Designers Corner with Prof. Mike Smith
Part 1
Part 2
Freezing a design and feature creep
About three weeks into designing the prototype (counting the first point
we started work on the schematic as the beginning of design) we decided to freeze our
design. At the last moment, we debated the idea of adding a USB connection or other
debugging methods, but decided against it. Many times before (and it was to happen again)

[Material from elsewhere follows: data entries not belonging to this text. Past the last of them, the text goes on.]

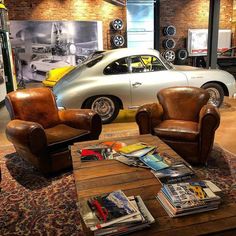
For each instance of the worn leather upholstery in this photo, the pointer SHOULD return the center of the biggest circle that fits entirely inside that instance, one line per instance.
(41, 133)
(183, 120)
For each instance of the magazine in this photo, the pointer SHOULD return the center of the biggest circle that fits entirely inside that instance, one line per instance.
(95, 154)
(131, 224)
(154, 161)
(105, 210)
(189, 198)
(130, 161)
(175, 173)
(190, 191)
(132, 148)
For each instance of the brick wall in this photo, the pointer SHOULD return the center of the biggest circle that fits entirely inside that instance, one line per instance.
(68, 10)
(186, 14)
(183, 14)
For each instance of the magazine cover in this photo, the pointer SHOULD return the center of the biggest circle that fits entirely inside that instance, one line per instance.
(133, 148)
(191, 191)
(102, 211)
(175, 173)
(154, 161)
(96, 154)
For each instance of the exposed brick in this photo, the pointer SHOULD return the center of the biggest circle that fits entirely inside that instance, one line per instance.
(183, 14)
(68, 10)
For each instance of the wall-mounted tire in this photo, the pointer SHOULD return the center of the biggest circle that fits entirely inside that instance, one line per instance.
(117, 24)
(182, 54)
(169, 30)
(169, 55)
(169, 43)
(117, 40)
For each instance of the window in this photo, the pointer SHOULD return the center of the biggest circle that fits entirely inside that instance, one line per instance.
(146, 63)
(152, 63)
(93, 62)
(137, 64)
(227, 53)
(117, 67)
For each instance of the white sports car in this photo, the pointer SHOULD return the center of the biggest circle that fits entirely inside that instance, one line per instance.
(46, 64)
(127, 78)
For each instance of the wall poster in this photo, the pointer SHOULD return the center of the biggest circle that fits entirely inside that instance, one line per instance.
(39, 46)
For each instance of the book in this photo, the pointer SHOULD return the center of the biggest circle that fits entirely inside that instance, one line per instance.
(189, 191)
(144, 220)
(154, 161)
(174, 173)
(188, 198)
(95, 154)
(132, 148)
(114, 145)
(130, 161)
(107, 209)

I have discovered that mistakes get made when you add features at the last minute (feature
creep).
We played it safe by adding lots of standard 0.1-inch square
header pins around the FPGA wired to the majority of the FPGA I/O pins. These header pins
would allow us to make jumper connections if needed (and we did need and use these). Both
Hamish and I have learned from experience the tremendous power that programmable logic
gives you in being able to make a few external changes along with internal logic changes
in a CPLD or FPGA. This ability to make logic and design changes rapidly proved very
useful in our system.
We used a play area, a 3- by 4-inch area of a breadboard-like
array of 0.1-inch spaced through-holes, which we could use to add any other chips and
devices we might need (either to fix bugs or add functions). Such extra prototyping areas
seem like a good idea, but in practice they rarely seem to get used. The addition of
header pins around the FPGA is much more useful.
We socketed the FPGA (largely because we wished to be able to change
between a variety of FPGA parts with the same footprint in the Xilinx Virtex family). We
did not worry too much about cost of the board at this point. The zero insertion force
sockets for large (we were using a 240-pin quad flatpack package) chips are expensive
(several hundred dollars each), but there happened to be a few of these sockets left over
from a previous project.
We decided not to socket the CPLD, RAM, or PHY chips. Several times when
we were debugging our system we suspected a problem was due to a failure, defect, or other
problem with one of these chips. Often we would swap out the FPGA just to see if that was
causing a problem. Many times we were caught wishing that we had socketed all the chips.
However, my experience in debugging prototype boards that use production (not
preproduction) chips is that chips are almost never the cause of problems. Well over 95%
of the time it is a design failure, not a chip failure.